Far too many California employees are subjected to sexual harassment in the workplace. The behavior interferes with making a living, and victims are usually afraid to report it because they are unsure about how their superiors or human resources will handle the situation. This is possibly why some sexual harassment statistics are so depressing according to a variety of polls and research.
In 2014, the Restaurant Opportunities Center issued a report on the epidemic that sexual harassment poses for female waitresses. It surveyed 688 women who previously or currently worked for tips and found that 90 percent of them felt forced to do and say things that would earn their customers’ favor. This often meant dealing with any inappropriate behavior that their customers displayed.

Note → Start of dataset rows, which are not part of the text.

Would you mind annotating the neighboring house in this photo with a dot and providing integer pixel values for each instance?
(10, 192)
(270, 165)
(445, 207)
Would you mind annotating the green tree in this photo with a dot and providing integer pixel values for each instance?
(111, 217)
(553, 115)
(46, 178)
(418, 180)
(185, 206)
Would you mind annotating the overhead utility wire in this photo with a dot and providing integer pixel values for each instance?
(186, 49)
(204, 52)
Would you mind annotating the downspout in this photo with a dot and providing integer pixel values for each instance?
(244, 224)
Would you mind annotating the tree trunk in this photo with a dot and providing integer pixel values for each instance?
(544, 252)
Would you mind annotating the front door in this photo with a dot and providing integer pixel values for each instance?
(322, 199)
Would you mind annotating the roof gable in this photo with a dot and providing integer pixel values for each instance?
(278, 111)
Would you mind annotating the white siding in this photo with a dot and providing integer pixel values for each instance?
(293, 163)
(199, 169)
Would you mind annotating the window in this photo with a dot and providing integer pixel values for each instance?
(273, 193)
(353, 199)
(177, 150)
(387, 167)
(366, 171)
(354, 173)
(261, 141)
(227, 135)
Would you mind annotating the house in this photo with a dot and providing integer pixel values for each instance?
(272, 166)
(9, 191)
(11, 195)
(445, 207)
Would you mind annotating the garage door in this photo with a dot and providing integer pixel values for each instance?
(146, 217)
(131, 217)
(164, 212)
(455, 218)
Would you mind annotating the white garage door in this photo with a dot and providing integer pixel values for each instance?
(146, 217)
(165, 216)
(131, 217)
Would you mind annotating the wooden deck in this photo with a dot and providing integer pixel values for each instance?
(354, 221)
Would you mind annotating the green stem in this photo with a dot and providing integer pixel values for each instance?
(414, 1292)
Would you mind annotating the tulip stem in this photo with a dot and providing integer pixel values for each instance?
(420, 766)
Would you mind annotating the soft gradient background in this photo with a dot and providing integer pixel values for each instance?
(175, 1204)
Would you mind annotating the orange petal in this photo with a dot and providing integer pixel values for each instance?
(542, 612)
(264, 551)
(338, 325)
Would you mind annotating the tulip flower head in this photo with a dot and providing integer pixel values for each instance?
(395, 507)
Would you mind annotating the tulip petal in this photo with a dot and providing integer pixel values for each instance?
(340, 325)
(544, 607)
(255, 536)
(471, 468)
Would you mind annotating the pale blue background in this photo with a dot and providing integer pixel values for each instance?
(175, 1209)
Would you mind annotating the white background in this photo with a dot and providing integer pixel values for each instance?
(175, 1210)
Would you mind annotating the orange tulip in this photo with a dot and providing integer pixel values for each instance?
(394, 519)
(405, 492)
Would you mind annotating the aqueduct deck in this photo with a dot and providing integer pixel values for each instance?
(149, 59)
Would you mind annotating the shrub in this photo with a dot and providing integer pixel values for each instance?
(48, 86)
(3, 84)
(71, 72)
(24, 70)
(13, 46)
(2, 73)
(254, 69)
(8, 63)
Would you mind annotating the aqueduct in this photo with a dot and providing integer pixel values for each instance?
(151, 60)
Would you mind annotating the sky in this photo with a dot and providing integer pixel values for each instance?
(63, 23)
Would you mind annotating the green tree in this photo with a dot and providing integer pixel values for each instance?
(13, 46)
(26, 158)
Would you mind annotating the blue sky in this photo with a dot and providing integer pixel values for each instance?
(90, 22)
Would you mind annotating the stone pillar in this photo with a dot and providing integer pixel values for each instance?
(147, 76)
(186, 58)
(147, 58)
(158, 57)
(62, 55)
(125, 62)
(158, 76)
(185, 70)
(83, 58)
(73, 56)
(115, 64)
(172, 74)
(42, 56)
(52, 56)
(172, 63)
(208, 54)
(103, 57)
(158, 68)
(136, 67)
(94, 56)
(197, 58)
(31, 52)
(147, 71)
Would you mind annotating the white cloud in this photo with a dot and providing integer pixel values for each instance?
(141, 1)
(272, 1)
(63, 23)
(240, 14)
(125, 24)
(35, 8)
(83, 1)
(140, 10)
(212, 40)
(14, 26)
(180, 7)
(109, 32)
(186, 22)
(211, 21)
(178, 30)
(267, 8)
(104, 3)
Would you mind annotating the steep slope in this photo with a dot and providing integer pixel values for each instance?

Cosmopolitan magazine took a poll of 2,235 women in February 2015 and found that one-third of female workers aged 18 to 34 have encountered sexual harassment during their careers. In a survey that Fast Company took at the South by Southwest conference in March 2016, 60 percent of the women who responded said that they have experienced unwanted sexual advances in the workplace.
The Bureau of Justice Statistics has reported that more than 43,000 assaults and rapes happen in work environments every year. However, it is likely that this number is even higher because of the many people who do not report these incidents. The U.S. Equal Employment Opportunity Commission states that 70 percent of women who are sexually harassed at work do not report it because they are afraid of personal and professional retaliation.
Although most workers who experience sexual harassment are women, men are also victims. Federal and state laws protect employees from sexual harassment no matter their gender. People who are subjected to hostile work environments and who have exhausted their remedies with their employer may want to have legal assistance in filing a claim with the EEOC.